Drásticamente, se diferencia de una labor eclesiástica, y se aboca a realizar acciones concretas que les permitan a los enfermos una transición lo más rápida posible, sin prolongar su sufrimiento ni dándoles falsas esperanzas.
“Estas son ideas sueltas que tal vez nunca ponga en práctica. Es demasiado difícil saber cuál será el rumbo que tome mi enfermedad. También se vuelve complicado el cálculo del tiempo. Lo más lógico es pensar que necesite de alguien a mi lado para que me asista en los momentos finales. Sería inútil desmantelar este lugar que tiene todo destinado para la agonía. Incluso la decoración, con la pecera de agua verde, es la más adecuada para convertirse en la última imagen de cualquier moribundo. Nada podré hacer para librarme de las Hermanas de la Caridad”.
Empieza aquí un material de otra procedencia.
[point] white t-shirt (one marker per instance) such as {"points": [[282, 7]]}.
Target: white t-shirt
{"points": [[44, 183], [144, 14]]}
Debido a su intensa dedicación al salón de belleza, primero, y al Moridero después, el narrador se queda totalmente solo. Sus compañeros de salón ya han fallecido de la peste, y ahora se da cuenta de que no dedicó tiempo a entablar vínculos con otras personas.
Sabe que precisará a alguien que lo cuide antes de morir, tal como él hace con los demás. Pero tiene miedo de que sean las Hermanas de la Caridad las que se ocupen de él, y sabe que no tendrá las fuerzas necesarias para librarse de ellas, puesto que la enfermedad avanza de modo implacable.
Además, tiene ideas vagas acerca de lo que quisiera hacer con el espacio antes de morir. Se le ocurre incendiarlo, o bien inundarlo, o bien vender todo lo del Moridero y volver a montar el salón de belleza, para que lo encuentren a él, muerto, como si nada hubiera pasado allí. Pero descarta estas ideas, por poco prácticas o porque ya no tendrá la voluntad física para poder realizarlas. Por lo tanto, luego de una vida de lucha y perseverancia, se resigna a lo que resulta inevitable: morir aislado, sin cura y con todos los prejuicios de la sociedad en su contra.